Sontak kelembutan tangan Tarina yang sehalus sutra menyentuh sel-sel reseptor sensorik pada kulit tangan Gani. Sentuhan ini menimbulkan energi rangsangan intens yang diubah menjadi impuls listrik, yang kemudian mengalir cepat melalui sel saraf aferen menuju otaknya. Otaknya lalu memberikan tafsiran mesum, menyebabkan darah mengalir deras melalui pembuluh arteri dan terperangkap pada ruang corpus cavernosa. Dalam tempo beberapa detik, miliknya berereksi. Spontan ia menutup bagian itu dengan ujung mantelnya. Terlambat. Mata Tarina sempat menangkapnya, menyebabkannya tersipu dengan pipi merona merah jambu.

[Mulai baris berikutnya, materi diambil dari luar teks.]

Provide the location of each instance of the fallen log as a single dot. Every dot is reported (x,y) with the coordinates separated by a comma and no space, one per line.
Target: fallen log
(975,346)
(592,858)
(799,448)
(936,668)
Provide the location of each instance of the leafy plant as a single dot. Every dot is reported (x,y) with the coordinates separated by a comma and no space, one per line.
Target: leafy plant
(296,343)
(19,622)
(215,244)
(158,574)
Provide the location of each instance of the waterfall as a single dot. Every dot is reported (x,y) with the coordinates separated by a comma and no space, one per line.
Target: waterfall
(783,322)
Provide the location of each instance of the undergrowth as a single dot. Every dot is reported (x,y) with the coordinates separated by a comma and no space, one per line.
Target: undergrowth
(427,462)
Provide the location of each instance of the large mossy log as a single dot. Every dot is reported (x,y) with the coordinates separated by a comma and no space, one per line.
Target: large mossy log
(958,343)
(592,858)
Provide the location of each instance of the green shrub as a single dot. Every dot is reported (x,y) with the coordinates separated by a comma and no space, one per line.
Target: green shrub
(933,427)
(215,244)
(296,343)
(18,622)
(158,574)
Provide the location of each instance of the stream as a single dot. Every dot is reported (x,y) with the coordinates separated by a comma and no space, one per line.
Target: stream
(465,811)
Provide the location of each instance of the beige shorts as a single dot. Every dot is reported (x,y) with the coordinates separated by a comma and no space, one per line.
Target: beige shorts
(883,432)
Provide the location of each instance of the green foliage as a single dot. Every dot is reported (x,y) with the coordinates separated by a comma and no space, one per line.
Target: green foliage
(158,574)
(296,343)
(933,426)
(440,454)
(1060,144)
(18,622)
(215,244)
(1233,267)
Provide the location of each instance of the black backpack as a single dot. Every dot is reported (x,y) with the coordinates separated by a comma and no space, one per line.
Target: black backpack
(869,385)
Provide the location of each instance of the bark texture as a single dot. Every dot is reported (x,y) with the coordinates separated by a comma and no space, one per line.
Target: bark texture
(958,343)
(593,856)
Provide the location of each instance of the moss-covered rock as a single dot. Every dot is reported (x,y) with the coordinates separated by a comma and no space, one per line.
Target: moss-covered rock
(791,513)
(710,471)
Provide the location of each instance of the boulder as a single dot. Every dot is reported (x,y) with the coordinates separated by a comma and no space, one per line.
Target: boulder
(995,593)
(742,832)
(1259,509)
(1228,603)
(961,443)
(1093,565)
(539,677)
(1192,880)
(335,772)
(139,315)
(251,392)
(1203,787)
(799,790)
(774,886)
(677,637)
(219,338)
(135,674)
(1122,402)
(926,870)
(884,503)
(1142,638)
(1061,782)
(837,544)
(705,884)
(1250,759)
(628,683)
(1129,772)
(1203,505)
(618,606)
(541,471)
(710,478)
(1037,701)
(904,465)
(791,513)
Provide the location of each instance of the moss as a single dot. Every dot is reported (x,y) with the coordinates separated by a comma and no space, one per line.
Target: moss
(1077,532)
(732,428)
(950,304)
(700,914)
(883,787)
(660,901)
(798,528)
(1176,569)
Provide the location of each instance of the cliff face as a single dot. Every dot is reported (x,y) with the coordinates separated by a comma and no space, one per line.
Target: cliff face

Saraf dan otak Tarina rupanya mengalami reaksi serupa. Oh, tidak, umpatnya dalam hati, jangan sampai aku jatuh cinta. Saat ini, uang jauh lebih penting. Uang dulu, cinta kemudian.

"Sebentar, ya," ujar Tarina sambil merogoh tas bahu Louis Vuitton-nya. Ini kesempatan emas bagi Gani untuk menikmati kecantikan wajah Tarina dengan tenang. Wanita itu kini sibuk mengubek-ubek isi tasnya. Wajahnya tiba-tiba menegang.

"Ya, Tuhan!" serunya.

"Kenapa?"

"Ponselku hilang."

Gani ikut kaget. "Waduh! Kok hilang?"

"Perasaan... di Check In Counter tadi, aku masih memegangnya waktu cetak boarding pass.... Apa dicopet, ya."

"Tari lupa menutup tasnya mungkin." Gani kebingungan mencari kalimat terbaik untuk menunjukkan sungkawanya.

"Aduh, gimana ini?" Mata Tarina mulai basah. Ia lalu menunduk sambil menutupi wajah dengan kedua telapak tangannya. Beberapa penumpang tampak kaget dan bersimpati. Tapi, mereka tidak bisa berbuat apa-apa.